Я сказал в бешенстве:
— Зачем вы его так?
— Нет, Бен. Я тут почти что ни при чем. Я его таким уже застал.
— Папа, что ты ему рассказал?
Отец молчал, не поднимая глаз от песка.
— Клод! — Я повысил голос. — Ты ему что-либо рассказывал?
Гиттенс вмешался.
— Конечно, он мне все выложил, — сказал он добродушным тоном.
— Я не вас спрашиваю! — рявкнул я. Схватив отца за грудки, я стал его трясти.
— Отец! Очнись, так твою растак! Что ты Гиттенсу наплел?
Гиттенс снова вмешался:
— Оставь ты его, бедолагу. И остынь. Я уже все знаю.
— Что вы имеете в виду, говоря «я уже все знаю»?
— Бен, брось комедию. Думай! У меня было огромное преимущество. Я с самого начала знал, что не я убил Данцигера. Поэтому ничто не мешало мне соображать.
У меня голова пошла кругом. Мне было трудно сосредоточиться.
На кроссовках Гиттенса и на отворотах его штанов налип мокрый песок. На куртке поблескивали капли воды — и падали, когда он двигался.
Гиттенс торопливо произнес:
— Э-э! Без паники, Бен. Не дергайся. Все в порядке, все путем.
Быстрым движением он распахнул куртку и выхватил из кобуры револьвер.
— Все в порядке, все путем, — повторил он, наставив на меня дуло. — Бен, два шага назад, пожалуйста.
— Эй! — раздалось за моей спиной.
Я повернулся.
Брекстон целился из пистолета в Гиттенса.
Гиттенс секунду-другую колебался, потом медленно снял палец с пускового крючка, повернул револьвер дулом к себе и протянул его мне.
— Я же сказал — все путем, не надо волноваться. Нам с тобой пушки не нужны. Мы и так поговорим.
Я взял знакомый мне с детства револьвер. Тридцать восьмой калибр. Отец, будучи шерифом, с ним никогда не расставался.

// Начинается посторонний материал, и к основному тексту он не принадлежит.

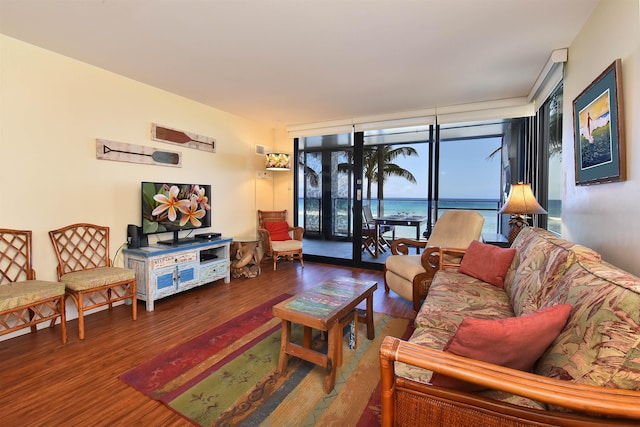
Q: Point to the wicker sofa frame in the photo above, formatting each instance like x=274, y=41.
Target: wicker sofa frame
x=408, y=403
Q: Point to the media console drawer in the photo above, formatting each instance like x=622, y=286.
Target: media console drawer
x=162, y=271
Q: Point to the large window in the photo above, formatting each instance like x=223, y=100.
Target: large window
x=470, y=178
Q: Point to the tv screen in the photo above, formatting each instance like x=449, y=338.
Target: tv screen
x=170, y=207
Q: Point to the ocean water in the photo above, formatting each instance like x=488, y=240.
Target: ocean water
x=412, y=207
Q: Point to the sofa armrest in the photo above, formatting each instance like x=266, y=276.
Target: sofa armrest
x=600, y=401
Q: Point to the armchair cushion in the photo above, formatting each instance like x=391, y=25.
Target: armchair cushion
x=278, y=231
x=405, y=266
x=515, y=342
x=488, y=263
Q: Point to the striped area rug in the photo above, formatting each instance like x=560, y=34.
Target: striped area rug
x=227, y=376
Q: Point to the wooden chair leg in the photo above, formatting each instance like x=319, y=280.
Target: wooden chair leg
x=79, y=304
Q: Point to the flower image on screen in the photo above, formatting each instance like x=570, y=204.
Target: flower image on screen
x=172, y=207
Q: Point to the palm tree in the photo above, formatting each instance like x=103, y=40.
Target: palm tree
x=384, y=155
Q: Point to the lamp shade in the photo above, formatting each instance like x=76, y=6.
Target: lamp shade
x=278, y=162
x=522, y=201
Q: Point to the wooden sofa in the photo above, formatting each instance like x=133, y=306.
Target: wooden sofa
x=589, y=374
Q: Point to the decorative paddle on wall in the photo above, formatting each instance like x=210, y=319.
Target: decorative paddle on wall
x=179, y=137
x=121, y=152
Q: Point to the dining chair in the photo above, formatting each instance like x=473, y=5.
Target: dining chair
x=382, y=228
x=84, y=266
x=25, y=301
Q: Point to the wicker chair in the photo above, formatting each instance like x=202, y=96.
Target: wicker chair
x=85, y=268
x=283, y=246
x=410, y=275
x=25, y=301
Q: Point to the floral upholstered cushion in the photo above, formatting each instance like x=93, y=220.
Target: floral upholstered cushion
x=539, y=264
x=454, y=296
x=17, y=294
x=101, y=276
x=430, y=338
x=600, y=344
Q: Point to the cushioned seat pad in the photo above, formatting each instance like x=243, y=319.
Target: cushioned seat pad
x=101, y=276
x=405, y=266
x=16, y=294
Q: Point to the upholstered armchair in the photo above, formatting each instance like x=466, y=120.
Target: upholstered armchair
x=410, y=275
x=279, y=238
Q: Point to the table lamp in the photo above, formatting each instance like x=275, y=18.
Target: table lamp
x=520, y=203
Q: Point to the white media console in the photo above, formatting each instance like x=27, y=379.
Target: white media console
x=167, y=270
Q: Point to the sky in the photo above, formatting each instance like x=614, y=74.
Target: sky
x=465, y=171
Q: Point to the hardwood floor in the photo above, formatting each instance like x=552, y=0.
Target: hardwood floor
x=45, y=383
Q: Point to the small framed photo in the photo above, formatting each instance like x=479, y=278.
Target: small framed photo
x=599, y=129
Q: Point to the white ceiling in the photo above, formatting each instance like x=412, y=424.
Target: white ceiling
x=285, y=62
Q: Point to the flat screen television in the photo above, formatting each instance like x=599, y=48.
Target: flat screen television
x=168, y=207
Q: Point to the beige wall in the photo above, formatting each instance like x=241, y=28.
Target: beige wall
x=52, y=109
x=604, y=216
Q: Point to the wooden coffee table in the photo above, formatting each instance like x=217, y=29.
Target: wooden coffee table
x=323, y=308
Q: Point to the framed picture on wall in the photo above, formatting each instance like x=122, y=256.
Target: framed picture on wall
x=599, y=129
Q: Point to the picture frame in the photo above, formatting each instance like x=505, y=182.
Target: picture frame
x=598, y=121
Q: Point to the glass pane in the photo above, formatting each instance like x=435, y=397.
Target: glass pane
x=340, y=193
x=310, y=202
x=402, y=187
x=470, y=178
x=555, y=163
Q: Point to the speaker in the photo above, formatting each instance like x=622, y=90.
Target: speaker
x=135, y=238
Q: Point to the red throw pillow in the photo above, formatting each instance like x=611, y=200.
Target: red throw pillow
x=515, y=342
x=488, y=263
x=278, y=231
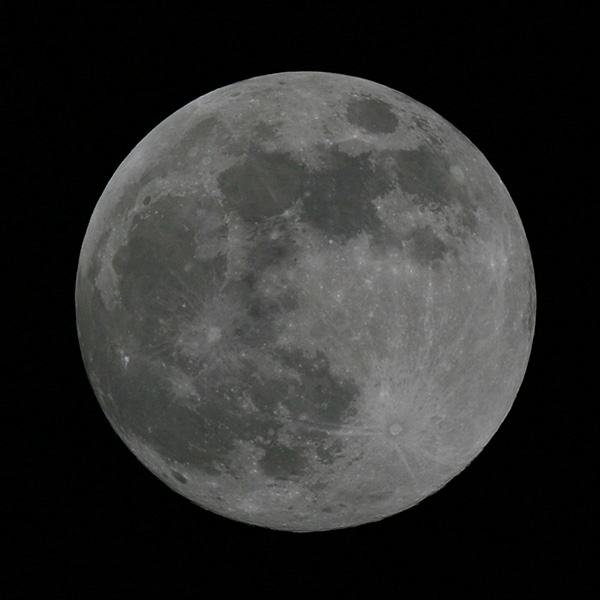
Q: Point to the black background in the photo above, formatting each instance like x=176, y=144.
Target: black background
x=86, y=519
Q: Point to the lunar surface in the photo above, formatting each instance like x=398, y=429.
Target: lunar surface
x=305, y=301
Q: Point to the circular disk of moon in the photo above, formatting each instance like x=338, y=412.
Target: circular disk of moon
x=305, y=301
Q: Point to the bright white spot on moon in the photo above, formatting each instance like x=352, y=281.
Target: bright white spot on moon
x=395, y=429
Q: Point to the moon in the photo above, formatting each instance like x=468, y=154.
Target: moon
x=305, y=301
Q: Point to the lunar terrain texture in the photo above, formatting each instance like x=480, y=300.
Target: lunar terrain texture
x=305, y=301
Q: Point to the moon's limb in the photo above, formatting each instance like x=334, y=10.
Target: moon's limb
x=305, y=301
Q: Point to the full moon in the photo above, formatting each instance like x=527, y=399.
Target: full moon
x=305, y=301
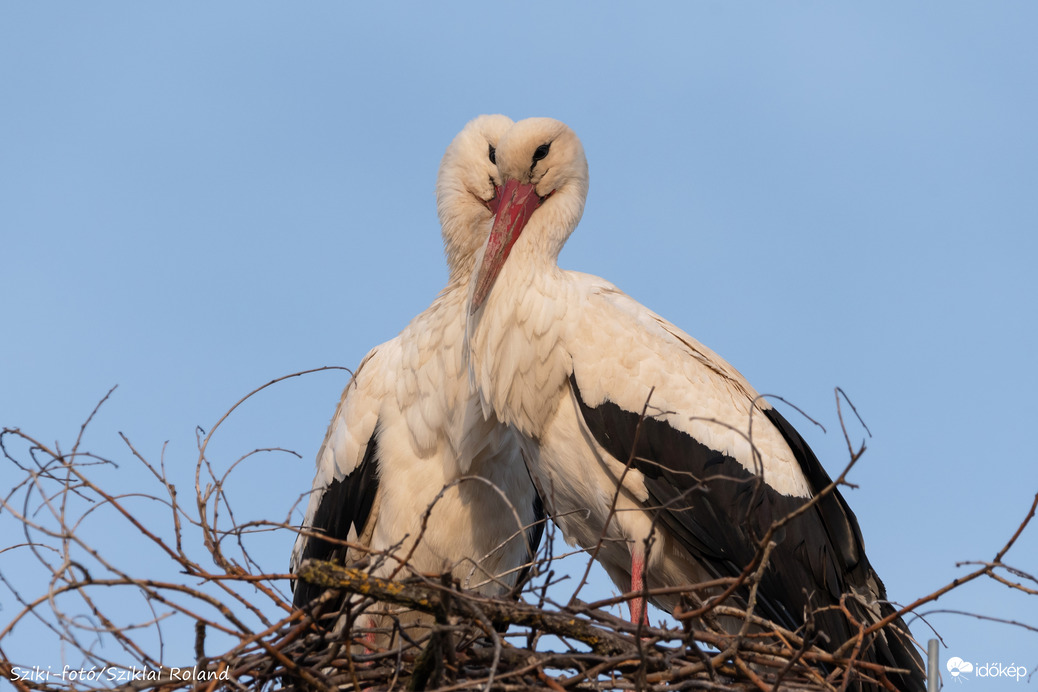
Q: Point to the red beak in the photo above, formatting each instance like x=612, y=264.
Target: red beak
x=518, y=201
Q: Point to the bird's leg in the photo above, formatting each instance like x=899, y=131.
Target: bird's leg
x=637, y=604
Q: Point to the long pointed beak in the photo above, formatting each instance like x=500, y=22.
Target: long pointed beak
x=518, y=201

— Орудие убийства, — сказал Гиттенс. Без театральности в голосе. Просто констатировал.
— Бред собачий!
— Ну, тут я не согласен. И баллистическая экспертиза подтвердит, что я прав.
Мне пришло в голову, что я могу сейчас швырнуть револьвер в озеро. Я даже представил, как он летит на фоне ночного неба, как бултыхается в воду… Однако это не выход.
Гиттенс обратился к Брекстону:
— Все в порядке, дружище. Мы с Беном просто беседуем.
Брекстон медленно опустил пистолет — мою «беретту» — и сделал несколько шагов назад. Он не хотел мешать. Гиттенс сказал:
— Я очень долго не мог понять, какого черта ты так заинтересовался этим делом, с какой стати так напрягаешься, настырничаешь и нарываешься на неприятности. Ты явно не дурак, а играешь с огнем. Сперва я решил, что объяснение простое — именно ты убил Данцигера. Однако кое-что не сходилось. А самое главное, ты не убийца. Не из того материала скроен. Если бы ты вдруг решил убить, ты бы сделал это осмотрительно, с профессорским педантизмом. Без глупых ляпов. И мало-помалу мне стало очевидно: ты кого-то защищаешь.
— Но ведь все указывало на Брекстона!
— На это я не купился. Брекстон слишком умен для таких выходок. К тому же я знал: Брекстон вступил в сделку с Данцигером и в смерти его заинтересован не был.
Я неловко вертел в руке револьвер, еще теплый от кобуры Гиттенса. Помню, какую взбучку задал мне отец, когда я, мальчишкой, его без спросу взял…
— Папа, ты бы лучше шел домой. Нам с Гиттенсом надо поговорить с глазу на глаз.